- Full name: Vladislava Tancheva
- Born: 18 May 1987 (age 39) Varna, Bulgaria
- Height: 1.77 m (5 ft 10 in)

Gymnastics career
- Discipline: Rhythmic gymnastics
- Country represented: Bulgaria; (2001–2009);
- Club: Silva Varna
- Head coach: Iliana Raeva
- Assistant coach: Ina Ananieva
- Choreographer: Tsvetanka Petkova
- Medal record
Women's rhythmic gymnastics
Representing Bulgaria
Olympic Games
| Bronze medal – third place | 2004 Athens | Group all-around |
World Championships
| Silver medal – second place | 2003 Budapest | Group all-around |
European Championships
| Gold medal – first place | 2003 Riesa | 3 Hoops 2 Balls |
| Silver medal – second place | 2003 Riesa | Group All-around |
| Silver medal – second place | 2003 Riesa | 5 Ribbons |

= Vladislava Tancheva =

Bulgarian rhythmic gymnast

Vladislava Tancheva (Владислава Танчева; born 18 May 1987 in Varna) is a retired Bulgarian rhythmic gymnast. She contributed to a silver medal effort for the Bulgarian squad in the group all-around at the 2003 World Rhythmic Gymnastics Championships in Budapest, Hungary, and later added a bronze to her career hardware in the same program at the 2004 Summer Olympics in Athens. Tancheva is also the twin sister of fellow rhythmic gymnast Galina Tancheva.

==Career==
Tancheva made her official debut, along with her twin sister Galina, at the 2003 World Rhythmic Gymnastics Championships in Budapest, Hungary, where she captured the silver medal for the Bulgarian squad in the group all-around tournament with a composite score of 50.175.

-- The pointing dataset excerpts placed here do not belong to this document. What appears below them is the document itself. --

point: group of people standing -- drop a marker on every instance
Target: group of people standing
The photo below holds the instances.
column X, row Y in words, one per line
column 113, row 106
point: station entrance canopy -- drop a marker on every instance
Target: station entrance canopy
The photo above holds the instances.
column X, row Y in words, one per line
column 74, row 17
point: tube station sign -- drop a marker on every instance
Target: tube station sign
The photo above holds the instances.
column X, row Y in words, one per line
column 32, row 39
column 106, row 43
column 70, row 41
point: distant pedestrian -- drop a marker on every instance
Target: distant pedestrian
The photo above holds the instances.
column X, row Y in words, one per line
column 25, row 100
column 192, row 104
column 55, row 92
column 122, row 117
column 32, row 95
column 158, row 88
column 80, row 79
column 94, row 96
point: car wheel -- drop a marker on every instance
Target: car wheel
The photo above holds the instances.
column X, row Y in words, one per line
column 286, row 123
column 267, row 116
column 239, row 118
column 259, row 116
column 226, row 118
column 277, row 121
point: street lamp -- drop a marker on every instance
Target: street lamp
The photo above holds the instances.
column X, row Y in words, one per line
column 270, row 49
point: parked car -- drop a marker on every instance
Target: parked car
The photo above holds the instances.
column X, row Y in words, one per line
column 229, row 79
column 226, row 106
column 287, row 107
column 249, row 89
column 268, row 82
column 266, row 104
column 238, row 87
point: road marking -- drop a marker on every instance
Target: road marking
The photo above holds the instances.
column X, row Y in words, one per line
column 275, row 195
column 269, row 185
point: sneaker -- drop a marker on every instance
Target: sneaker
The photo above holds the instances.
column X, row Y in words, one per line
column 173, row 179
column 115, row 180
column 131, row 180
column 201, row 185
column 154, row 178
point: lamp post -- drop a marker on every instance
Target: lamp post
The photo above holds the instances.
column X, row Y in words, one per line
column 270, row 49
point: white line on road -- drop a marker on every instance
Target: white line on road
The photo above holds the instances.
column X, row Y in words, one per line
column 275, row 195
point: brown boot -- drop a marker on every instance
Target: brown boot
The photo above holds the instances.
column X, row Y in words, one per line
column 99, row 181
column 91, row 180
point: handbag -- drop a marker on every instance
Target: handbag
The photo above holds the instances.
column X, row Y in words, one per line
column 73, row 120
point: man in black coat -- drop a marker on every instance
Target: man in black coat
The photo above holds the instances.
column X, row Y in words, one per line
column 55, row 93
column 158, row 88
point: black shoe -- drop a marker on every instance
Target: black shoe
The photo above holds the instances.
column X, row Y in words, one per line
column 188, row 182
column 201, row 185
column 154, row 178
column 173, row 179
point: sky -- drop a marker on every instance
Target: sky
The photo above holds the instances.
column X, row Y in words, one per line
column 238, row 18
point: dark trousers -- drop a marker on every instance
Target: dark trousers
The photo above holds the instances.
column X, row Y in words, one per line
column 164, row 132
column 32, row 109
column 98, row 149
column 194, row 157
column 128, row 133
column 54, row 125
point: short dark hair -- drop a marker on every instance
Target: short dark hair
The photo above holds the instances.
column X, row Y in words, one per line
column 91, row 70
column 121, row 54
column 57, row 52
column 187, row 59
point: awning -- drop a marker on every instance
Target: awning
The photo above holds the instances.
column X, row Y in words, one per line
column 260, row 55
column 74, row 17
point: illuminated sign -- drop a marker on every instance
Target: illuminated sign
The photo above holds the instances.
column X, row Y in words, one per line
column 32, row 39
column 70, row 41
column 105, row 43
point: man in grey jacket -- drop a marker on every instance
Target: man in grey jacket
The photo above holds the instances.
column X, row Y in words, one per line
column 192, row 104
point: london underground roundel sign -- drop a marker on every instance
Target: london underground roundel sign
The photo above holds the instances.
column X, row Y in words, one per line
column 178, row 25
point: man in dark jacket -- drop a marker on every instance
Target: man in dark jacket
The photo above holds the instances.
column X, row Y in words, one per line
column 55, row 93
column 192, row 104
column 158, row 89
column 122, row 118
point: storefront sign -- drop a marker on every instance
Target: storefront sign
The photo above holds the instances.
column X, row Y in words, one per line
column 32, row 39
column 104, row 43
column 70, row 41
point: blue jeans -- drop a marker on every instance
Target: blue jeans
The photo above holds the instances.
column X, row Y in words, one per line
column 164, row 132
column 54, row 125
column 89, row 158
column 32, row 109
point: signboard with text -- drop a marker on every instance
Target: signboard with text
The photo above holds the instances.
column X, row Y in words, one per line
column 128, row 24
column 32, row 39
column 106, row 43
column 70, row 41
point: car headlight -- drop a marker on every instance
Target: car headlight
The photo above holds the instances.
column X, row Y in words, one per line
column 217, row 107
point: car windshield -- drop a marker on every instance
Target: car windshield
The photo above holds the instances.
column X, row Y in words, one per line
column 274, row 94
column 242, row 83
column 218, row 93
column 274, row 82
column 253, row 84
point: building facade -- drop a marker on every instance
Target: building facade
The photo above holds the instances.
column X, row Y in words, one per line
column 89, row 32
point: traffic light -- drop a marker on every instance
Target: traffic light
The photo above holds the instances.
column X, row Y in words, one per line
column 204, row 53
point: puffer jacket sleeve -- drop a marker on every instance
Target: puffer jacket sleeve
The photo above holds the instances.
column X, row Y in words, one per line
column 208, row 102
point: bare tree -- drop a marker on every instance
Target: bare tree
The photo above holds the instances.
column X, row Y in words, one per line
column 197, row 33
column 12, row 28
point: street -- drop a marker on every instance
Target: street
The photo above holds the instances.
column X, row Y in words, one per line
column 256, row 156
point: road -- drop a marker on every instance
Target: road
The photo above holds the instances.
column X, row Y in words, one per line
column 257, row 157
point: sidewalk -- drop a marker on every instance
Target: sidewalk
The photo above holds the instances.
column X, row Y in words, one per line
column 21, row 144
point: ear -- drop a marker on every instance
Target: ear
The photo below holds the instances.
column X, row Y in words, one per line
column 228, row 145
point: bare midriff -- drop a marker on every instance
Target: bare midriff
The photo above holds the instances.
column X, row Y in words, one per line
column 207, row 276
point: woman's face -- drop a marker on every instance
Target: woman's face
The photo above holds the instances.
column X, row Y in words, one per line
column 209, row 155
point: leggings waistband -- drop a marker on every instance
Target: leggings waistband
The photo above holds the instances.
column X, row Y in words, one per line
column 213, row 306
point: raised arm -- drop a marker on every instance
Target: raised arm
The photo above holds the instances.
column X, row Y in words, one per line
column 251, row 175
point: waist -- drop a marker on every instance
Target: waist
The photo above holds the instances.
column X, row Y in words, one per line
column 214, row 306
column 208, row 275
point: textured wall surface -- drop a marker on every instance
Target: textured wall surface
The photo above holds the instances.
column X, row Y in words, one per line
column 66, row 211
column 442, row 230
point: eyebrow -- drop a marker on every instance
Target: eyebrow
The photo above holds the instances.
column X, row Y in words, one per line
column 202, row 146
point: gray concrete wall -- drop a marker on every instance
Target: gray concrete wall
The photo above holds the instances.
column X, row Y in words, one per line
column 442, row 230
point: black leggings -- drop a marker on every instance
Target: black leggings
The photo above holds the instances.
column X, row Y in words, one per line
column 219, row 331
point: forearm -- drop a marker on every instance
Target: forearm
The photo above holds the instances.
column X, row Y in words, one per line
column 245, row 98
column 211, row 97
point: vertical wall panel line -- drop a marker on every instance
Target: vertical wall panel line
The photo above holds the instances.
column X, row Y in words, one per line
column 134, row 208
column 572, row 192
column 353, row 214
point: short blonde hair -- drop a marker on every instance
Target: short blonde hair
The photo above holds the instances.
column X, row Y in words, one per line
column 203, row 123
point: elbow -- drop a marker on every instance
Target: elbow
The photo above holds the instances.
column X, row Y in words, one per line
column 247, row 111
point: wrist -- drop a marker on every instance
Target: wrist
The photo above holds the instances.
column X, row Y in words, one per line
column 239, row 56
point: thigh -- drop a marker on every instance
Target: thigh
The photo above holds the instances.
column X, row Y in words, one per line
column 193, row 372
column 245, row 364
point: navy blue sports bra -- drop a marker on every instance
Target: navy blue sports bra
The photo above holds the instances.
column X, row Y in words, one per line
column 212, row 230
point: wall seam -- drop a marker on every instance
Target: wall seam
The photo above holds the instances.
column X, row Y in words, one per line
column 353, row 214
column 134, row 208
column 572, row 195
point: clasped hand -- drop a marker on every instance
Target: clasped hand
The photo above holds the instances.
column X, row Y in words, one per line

At the 2004 Summer Olympics in Athens, Tancheva competed as a member of the Bulgarian women's rhythmic gymnastics team in the group all-around tournament, after receiving a qualifying berth from the World Championships. Teaming with Zhaneta Ilieva, Eleonora Kezhova, Zornitsa Marinova, Kristina Rangelova, and her twin sister Galina in the competition, Tancheva performed a double routine using five ribbons (23.400) and a combination of three hoops and two balls (25.200) to deliver the Bulgarian squad a bronze-medal score in 48.600.